The Palestinian Authority, which governs parts of the West Bank with international support, has not held elections since 2006, leading to a decline in foreign support. Meanwhile, the Gaza Strip is ruled by Hamas, a group designated as a terrorist organization by the U.S. and many other nations. These challenges have contributed to worsening economic and social conditions for Palestinians.
As Israel moves away from a two-state solution, neither the Palestinian Authority nor Hamas have been able to deliver on their promises for an independent state, leaving many Palestinians disillusioned and leading to an increase in violence.

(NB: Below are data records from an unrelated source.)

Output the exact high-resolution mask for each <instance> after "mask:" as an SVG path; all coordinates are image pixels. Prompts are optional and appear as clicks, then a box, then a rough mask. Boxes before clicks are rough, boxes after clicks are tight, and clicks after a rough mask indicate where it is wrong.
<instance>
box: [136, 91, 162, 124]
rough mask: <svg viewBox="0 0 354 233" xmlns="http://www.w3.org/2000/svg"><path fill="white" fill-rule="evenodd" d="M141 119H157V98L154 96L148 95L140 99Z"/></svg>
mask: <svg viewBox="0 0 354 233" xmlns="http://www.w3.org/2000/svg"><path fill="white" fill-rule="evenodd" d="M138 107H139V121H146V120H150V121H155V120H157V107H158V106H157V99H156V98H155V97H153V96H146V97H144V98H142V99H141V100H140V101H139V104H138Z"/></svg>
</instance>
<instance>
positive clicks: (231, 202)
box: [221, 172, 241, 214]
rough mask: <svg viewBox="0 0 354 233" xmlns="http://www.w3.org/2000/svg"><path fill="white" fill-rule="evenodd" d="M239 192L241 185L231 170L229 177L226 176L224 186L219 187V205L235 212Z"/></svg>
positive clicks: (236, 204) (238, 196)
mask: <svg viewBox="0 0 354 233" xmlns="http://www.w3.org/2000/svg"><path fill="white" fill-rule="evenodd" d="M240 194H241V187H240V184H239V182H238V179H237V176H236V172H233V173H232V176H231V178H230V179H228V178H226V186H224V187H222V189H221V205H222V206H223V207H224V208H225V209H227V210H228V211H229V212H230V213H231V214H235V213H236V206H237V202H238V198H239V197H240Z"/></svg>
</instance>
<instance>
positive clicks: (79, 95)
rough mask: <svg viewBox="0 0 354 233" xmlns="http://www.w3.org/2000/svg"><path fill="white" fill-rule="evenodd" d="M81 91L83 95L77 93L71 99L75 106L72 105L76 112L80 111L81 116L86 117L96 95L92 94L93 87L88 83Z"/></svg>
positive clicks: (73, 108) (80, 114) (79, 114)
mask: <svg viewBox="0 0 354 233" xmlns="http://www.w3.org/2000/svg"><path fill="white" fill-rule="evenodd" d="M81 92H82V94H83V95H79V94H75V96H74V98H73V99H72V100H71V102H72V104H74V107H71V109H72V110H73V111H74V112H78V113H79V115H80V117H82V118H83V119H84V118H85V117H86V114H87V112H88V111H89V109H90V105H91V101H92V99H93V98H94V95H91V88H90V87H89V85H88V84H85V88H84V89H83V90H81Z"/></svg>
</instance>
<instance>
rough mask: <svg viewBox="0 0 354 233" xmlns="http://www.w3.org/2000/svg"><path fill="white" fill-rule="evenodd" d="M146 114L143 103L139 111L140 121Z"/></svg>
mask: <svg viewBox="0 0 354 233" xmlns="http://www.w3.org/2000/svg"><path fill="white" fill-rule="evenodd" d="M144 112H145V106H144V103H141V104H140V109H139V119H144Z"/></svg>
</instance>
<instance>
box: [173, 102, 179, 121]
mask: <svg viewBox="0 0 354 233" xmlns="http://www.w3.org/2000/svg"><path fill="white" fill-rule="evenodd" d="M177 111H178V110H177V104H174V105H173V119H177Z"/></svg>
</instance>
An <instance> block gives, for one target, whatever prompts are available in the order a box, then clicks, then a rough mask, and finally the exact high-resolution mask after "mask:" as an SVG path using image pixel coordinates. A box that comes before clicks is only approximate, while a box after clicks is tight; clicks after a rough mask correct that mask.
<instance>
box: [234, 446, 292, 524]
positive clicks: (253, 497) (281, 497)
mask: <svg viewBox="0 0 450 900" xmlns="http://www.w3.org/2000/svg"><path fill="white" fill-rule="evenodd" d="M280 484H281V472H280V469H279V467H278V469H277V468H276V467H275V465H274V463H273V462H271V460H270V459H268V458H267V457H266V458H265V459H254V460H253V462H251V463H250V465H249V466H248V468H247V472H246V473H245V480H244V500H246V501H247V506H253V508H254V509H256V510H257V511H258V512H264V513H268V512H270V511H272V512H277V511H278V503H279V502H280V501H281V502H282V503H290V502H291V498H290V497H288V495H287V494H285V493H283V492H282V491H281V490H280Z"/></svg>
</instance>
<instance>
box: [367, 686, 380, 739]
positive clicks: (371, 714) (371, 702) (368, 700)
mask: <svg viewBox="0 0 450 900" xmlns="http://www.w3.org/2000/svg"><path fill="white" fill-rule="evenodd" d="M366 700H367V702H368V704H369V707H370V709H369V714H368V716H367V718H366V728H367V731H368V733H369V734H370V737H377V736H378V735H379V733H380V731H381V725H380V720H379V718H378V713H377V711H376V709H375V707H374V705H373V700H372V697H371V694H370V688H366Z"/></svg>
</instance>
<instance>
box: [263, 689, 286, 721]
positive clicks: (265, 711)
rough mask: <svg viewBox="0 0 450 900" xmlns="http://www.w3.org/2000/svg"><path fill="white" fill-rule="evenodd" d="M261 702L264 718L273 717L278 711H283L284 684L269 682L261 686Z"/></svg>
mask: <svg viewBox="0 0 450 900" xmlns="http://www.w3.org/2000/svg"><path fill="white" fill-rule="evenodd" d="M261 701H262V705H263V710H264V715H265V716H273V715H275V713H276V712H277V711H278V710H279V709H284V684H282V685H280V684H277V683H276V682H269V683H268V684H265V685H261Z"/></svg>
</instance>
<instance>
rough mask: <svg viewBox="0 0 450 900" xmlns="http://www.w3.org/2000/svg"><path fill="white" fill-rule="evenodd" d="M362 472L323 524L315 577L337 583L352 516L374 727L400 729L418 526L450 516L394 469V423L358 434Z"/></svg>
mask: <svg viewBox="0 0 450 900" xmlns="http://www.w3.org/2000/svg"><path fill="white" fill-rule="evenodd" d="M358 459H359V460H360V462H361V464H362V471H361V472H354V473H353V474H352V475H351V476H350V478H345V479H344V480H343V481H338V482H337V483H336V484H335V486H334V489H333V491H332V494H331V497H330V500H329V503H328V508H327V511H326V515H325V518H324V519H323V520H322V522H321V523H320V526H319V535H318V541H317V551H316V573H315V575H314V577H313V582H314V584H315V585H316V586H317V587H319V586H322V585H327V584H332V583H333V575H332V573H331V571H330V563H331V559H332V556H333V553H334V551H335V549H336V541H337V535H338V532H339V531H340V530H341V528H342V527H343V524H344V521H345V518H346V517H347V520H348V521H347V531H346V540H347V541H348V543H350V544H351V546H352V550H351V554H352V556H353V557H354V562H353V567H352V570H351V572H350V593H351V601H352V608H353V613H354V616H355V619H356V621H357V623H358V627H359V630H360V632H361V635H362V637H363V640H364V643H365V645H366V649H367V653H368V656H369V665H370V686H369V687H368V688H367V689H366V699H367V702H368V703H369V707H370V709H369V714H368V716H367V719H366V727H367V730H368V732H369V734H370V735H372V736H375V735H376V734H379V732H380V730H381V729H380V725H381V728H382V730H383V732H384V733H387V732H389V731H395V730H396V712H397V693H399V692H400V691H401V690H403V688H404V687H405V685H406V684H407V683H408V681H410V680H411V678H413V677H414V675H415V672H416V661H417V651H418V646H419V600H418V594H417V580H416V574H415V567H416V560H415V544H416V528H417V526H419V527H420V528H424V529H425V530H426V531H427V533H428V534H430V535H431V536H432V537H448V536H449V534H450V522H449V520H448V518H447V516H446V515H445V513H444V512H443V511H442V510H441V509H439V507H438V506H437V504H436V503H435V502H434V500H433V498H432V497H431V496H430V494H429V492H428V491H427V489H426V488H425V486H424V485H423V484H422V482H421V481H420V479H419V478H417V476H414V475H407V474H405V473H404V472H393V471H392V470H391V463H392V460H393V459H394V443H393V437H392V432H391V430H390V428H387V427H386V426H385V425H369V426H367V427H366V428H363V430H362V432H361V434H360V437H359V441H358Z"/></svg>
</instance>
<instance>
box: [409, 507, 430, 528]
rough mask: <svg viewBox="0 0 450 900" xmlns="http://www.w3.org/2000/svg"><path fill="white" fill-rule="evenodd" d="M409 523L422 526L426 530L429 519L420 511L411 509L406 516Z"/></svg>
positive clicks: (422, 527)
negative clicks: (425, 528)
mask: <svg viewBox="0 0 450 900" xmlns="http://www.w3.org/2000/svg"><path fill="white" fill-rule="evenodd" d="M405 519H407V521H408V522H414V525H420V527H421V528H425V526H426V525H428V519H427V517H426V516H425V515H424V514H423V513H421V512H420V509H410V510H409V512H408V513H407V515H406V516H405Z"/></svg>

While the Arab states in the Persian Gulf generally sympathize with the Palestinian cause, they are hesitant to engage actively due to what Paul Salem, head of the Middle East Institute in Washington, calls “years if not decades of very poor Palestinian leadership.” These countries want to support the Palestinians, but believe that the Palestinians need to do their part and improve their leadership.
Israeli leaders had hoped that the Arab Gulf States had shifted their focus from viewing Israel as a threat to seeing Shia-led Iran as the bigger regional threat. However, this hope has been challenged by the recent reconciliation between Iran and Saudi Arabia, the Sunni powerhouse in the Gulf, brokered by China.
According to Citrinowicz, a former Israeli defense official and current member of the Institute for National Security Studies in Tel Aviv, the Palestinian issue and the domestic instability in Israel are the biggest threats now. Citrinowicz emphasized the need for unity among Israelis.